Hero Banner

Microsoft AppSource and Azure Marketplace

Learn how to grow your business by publishing your cloud solution on Microsoft AppSource and Azure Marketplace

Reply
Highlighted
Level 2 Contributor

Handling data disk in virtual machine offers

I'm preparing a virtual machine offer that needs enough IOPS in order to run smoothly. The only way I found was either to make sure the original VHD was big enough, or add a data disk that is big enough for our database to read/write into. While I find the data disk solution cleaner, I'm wondering, going through the following doc: https://docs.microsoft.com/en-us/azure/virtual-machines/linux/add-disk

 

  • Is there no way to automount a data disk on creation?
  • If not, can I know in advance which device it will land on? Or which UUID?
  • After creating the VHDs (os and data) and providing them to the marketplace, will they keep the same device id? Or same UUID?
  • What is the right way to handle this?

The idea being that if we force the usage of a data disk, we need to make sure it is mounted on the proper path when the user launch the offer. Otherwise, our product would fail on boot.

1 ACCEPTED SOLUTION

Accepted Solutions
Level 2 Contributor

Re: Handling data disk in virtual machine offers

I actually finished playing around and here are my observations:

 

TL;DR I decided to go with /dev/disk/azure/scsi1/lun0 and /dev/disk/azure/scsi1/lun0-part1

 

> The variability of the landing spot for the disks was something I worried over. I was thinking about what to do in that case; basically mapping out which data disk isn't in use would handle this last bit and would add a few more lines to the bash script.

 

I do agree this kind of scripting is doable but I'd rather avoid any kind of scripting if possible, just in case it could lead to unforeseen issues...

 

About UUIDs, I tried making a VHD from a data disk, duplicating it, making two managed disks out of them, and ended up with devices with the same system UUID, partition UUID and partition label:

 

/dev/sdc1: UUID="5da212c2-6055-4316-8dd6-4a9bffa1335d" TYPE="ext4" PARTLABEL="FRONTLINE_DATA" PARTUUID="b61d94e3-1442-41ca-879b-529e38c84bb4"
/dev/sdd1: UUID="5da212c2-6055-4316-8dd6-4a9bffa1335d" TYPE="ext4" PARTLABEL="FRONTLINE_DATA" PARTUUID="b61d94e3-1442-41ca-879b-529e38c84bb4"

Which kind of bugs me...

 

Then, I found there is actually a automatic label system inside /dev/disk/azure/scsi1 which links every data disk device to their lun number : lun0, lun1, etc. Partition are named lun0-part1, lun0-part2..., etc.

 

Then I made the following install script that only need to be launched before creating the VHD:

 

# at this point, only lun0 exists, the next command will create lun0-part1
parted /dev/disk/azure/scsi1/lun0 --script mklabel gpt mkpart FRONTLINE_DATA ext4 0% 100%
# actually prepares the disk be used
mkfs.ext4 /dev/disk/azure/scsi1/lun0-part1

# create a landing directory and mount
mkdir /data
mount /dev/disk/azure/scsi1/lun0-part1 /data

Added the following to /etc/fstab:

 

/dev/disk/azure/scsi1/lun0-part1 /data ext4 defaults,nofail 0 0

And that was pretty much it.

 

Not sure if the azure/scsi1 is actually a feature or not as I only tested it on Debian 10 with backports. It does make the job really easy however.
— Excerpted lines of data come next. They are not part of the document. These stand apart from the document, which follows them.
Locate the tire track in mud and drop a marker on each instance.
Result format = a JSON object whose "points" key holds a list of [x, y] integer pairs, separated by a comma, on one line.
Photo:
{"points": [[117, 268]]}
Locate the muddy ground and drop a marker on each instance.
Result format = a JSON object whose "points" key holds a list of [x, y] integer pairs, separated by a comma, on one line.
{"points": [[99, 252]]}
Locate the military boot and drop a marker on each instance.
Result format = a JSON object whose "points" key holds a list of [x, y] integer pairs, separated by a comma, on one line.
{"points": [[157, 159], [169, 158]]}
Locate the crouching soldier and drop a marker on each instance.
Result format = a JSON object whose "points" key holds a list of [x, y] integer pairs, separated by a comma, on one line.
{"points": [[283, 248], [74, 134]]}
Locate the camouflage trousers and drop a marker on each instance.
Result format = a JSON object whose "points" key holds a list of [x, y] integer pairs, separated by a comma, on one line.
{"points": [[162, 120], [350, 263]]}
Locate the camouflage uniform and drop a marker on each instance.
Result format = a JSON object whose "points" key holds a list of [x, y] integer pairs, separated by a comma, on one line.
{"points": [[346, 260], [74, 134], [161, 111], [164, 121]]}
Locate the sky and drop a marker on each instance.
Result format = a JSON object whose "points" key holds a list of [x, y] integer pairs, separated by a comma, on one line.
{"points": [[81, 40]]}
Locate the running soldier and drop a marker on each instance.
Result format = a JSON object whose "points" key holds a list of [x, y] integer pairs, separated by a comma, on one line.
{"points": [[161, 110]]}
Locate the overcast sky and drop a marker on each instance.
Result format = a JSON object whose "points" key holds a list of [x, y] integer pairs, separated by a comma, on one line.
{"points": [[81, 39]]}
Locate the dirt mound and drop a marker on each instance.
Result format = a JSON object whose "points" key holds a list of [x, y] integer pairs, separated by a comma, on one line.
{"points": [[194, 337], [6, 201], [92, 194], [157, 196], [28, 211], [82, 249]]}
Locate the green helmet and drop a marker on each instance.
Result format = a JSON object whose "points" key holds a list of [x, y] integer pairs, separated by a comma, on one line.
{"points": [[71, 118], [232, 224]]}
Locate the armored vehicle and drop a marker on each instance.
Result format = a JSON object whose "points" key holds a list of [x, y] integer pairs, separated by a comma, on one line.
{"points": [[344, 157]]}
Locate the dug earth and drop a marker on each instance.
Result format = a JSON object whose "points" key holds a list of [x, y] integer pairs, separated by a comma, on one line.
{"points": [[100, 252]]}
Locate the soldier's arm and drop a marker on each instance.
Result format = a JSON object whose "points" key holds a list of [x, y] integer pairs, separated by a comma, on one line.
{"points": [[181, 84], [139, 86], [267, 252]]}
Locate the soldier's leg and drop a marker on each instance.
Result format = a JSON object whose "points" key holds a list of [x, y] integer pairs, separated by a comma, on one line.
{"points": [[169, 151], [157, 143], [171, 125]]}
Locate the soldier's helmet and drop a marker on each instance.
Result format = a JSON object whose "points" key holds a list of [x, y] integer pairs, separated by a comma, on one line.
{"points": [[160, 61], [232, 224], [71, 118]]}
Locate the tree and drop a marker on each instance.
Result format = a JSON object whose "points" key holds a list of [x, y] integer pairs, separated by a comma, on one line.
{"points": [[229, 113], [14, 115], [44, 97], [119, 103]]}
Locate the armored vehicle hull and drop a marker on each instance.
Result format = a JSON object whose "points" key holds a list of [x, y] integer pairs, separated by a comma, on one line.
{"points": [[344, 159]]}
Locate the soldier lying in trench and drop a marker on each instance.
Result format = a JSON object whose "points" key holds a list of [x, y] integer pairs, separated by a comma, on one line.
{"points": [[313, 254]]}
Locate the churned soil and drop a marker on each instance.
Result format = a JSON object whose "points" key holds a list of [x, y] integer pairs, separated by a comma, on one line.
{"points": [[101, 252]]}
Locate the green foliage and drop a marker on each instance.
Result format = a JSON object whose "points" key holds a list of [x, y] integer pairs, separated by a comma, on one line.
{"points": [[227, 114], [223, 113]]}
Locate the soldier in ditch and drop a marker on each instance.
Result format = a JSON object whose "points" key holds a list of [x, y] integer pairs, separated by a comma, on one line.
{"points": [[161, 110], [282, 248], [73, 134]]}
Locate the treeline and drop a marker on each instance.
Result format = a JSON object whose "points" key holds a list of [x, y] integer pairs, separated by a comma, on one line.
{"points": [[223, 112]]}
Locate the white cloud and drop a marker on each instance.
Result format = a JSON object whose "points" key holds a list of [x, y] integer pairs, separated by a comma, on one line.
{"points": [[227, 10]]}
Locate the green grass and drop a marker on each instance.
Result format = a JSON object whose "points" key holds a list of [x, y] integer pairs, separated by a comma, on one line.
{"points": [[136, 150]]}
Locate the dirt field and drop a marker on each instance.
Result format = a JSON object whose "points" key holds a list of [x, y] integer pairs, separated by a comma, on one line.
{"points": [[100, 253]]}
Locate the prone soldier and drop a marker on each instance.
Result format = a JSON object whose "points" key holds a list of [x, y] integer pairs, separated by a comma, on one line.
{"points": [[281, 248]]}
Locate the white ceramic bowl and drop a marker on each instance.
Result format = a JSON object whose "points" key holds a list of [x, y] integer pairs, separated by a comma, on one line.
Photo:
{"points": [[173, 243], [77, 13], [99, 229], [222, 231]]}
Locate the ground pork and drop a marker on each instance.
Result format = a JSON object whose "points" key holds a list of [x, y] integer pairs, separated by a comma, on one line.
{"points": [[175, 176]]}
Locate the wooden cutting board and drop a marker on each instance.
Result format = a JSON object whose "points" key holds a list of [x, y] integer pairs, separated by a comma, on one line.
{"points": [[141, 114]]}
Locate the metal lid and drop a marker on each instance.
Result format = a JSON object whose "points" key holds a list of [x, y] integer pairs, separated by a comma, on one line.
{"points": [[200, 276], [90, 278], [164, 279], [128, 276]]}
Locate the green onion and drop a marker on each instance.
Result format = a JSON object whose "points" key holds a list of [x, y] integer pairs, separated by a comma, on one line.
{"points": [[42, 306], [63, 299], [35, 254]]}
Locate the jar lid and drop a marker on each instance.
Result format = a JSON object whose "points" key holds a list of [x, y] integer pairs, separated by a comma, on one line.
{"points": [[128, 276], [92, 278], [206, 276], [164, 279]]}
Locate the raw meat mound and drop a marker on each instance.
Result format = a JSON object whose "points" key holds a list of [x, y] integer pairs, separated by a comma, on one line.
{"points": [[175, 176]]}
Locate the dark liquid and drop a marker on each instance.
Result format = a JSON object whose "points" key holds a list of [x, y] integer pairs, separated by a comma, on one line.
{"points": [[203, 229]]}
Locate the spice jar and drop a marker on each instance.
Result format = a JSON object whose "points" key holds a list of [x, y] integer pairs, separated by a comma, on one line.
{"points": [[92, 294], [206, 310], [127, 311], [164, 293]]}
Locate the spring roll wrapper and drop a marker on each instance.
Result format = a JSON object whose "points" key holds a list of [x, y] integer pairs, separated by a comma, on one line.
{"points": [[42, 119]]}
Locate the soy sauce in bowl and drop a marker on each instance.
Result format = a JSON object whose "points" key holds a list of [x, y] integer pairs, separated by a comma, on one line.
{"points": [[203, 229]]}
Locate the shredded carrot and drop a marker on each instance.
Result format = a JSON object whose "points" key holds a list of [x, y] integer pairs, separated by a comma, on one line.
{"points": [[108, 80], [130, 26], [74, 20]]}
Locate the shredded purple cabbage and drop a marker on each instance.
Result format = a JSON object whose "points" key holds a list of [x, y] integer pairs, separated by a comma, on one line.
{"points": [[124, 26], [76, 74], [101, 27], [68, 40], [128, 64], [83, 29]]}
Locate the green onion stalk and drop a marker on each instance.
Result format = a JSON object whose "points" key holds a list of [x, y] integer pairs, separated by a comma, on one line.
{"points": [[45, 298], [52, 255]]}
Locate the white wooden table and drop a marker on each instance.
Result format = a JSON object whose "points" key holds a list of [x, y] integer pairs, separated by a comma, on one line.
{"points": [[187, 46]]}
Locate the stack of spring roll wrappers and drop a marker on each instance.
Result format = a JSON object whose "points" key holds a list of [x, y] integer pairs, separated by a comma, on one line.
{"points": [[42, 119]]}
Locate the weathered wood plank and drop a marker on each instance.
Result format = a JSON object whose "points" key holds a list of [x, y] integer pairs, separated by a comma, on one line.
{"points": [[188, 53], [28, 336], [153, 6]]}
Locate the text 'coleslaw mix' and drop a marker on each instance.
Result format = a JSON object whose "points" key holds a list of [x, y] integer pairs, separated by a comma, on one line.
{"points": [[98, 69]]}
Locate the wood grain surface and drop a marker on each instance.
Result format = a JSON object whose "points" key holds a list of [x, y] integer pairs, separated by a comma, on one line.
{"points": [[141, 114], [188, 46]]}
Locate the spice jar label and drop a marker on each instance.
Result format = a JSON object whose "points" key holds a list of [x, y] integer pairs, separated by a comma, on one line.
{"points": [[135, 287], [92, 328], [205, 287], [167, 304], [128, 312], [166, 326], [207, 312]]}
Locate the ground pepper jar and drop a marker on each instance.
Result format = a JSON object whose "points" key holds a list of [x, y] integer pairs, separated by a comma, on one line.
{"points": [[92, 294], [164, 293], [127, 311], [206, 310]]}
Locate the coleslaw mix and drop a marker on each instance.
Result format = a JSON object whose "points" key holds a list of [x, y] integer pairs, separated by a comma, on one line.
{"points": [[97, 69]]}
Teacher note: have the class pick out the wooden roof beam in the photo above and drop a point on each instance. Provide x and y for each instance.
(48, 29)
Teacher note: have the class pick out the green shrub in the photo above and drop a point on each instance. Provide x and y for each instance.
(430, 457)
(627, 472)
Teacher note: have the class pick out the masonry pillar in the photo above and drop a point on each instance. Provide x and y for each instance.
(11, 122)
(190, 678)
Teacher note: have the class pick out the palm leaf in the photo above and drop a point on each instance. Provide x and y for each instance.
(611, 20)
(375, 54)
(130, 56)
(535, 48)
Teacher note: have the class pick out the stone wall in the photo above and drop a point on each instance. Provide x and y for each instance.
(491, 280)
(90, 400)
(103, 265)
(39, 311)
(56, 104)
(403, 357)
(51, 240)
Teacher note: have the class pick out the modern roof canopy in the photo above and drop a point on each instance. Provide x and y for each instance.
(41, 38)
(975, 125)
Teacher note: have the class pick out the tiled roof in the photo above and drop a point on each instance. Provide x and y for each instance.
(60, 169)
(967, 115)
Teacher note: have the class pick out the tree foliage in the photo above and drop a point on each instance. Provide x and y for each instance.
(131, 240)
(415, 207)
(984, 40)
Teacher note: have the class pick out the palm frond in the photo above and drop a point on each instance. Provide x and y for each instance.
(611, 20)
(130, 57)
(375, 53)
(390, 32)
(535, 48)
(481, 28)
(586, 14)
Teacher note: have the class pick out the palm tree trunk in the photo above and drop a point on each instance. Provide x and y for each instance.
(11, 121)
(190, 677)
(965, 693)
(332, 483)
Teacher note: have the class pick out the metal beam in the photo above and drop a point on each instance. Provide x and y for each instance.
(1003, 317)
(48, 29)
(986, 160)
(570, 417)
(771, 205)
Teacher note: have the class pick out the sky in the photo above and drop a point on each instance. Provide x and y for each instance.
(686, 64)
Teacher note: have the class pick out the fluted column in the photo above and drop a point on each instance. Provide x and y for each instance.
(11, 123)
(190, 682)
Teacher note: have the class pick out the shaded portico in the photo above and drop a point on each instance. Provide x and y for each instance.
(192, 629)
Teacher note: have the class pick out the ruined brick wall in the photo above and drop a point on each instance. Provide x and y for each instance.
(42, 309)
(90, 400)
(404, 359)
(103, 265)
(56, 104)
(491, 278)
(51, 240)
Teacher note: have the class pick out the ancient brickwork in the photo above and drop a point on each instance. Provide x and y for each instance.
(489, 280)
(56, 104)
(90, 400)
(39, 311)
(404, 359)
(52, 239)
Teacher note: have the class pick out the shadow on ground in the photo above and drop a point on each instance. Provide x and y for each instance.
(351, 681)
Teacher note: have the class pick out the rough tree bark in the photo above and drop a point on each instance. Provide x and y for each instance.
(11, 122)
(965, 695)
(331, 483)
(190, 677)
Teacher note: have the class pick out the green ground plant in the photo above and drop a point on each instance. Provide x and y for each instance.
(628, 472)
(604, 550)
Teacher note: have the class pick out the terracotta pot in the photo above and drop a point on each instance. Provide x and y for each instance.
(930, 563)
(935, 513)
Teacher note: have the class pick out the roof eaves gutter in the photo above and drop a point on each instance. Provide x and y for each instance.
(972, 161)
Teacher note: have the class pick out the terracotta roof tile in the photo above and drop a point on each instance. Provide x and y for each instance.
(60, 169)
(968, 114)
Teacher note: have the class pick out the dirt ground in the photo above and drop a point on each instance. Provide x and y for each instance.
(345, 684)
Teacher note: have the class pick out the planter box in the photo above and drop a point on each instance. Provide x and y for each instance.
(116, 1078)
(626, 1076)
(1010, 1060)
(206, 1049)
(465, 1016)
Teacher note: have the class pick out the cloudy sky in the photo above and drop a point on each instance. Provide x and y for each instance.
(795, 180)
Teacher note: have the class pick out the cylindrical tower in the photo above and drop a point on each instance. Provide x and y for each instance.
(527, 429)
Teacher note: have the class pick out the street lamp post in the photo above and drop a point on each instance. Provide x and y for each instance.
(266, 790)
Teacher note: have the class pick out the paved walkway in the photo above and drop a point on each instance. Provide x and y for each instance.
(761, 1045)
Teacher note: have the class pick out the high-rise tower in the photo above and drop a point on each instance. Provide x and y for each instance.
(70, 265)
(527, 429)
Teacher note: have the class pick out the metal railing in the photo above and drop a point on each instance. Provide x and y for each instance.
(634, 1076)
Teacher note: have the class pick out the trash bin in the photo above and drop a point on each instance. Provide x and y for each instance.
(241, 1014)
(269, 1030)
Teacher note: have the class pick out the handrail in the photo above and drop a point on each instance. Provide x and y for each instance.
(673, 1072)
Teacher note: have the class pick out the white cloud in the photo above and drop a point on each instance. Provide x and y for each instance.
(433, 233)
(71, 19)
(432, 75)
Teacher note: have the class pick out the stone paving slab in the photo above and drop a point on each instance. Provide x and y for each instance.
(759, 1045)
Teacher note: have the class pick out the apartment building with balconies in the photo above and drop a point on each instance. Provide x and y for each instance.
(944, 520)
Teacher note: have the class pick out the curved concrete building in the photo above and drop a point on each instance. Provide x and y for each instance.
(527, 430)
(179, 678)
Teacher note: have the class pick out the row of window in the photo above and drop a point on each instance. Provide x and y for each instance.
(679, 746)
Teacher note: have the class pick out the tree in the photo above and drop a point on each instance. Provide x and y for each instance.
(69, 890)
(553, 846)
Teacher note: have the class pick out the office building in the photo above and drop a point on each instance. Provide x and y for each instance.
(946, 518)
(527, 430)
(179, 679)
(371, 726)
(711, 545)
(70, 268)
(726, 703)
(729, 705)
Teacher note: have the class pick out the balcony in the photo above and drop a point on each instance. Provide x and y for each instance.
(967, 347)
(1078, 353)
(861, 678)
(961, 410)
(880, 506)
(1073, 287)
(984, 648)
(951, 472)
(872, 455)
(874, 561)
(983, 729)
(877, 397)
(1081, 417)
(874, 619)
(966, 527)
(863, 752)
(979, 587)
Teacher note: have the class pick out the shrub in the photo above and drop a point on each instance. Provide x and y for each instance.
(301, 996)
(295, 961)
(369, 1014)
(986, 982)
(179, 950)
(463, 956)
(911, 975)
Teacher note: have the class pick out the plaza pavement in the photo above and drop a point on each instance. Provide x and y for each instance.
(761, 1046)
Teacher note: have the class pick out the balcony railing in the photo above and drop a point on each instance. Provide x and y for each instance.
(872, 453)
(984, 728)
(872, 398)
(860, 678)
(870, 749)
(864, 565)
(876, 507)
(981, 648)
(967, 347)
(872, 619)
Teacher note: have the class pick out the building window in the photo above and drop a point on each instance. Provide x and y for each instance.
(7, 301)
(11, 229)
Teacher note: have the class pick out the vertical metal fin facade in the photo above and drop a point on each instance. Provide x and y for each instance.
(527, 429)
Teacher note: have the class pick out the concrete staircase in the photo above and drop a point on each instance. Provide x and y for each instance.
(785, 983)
View solution in original post

8 REPLIES 8
Visitor 1

Re: Handling data disk in virtual machine offers

Hey, 

 

So I'll preface this by saying that we are Windows Server shop, so I can't comment specifically on the Linux specifics of the data disk.

 

I will share with you how we deployed our solution to Azure Marketplace with a data disk.

 

1) I created my VM as normal

2) I then created a data disk which I mounted as E:\ in the VM so I could store my data on it. my C:\ is my OS disk and the D:\ is temp storage

3) I then Captured my VM and created my Image

4) As a test I created a new VM from my image and the data disk did apply with the same E:\ and the volume label was also retained which was nice.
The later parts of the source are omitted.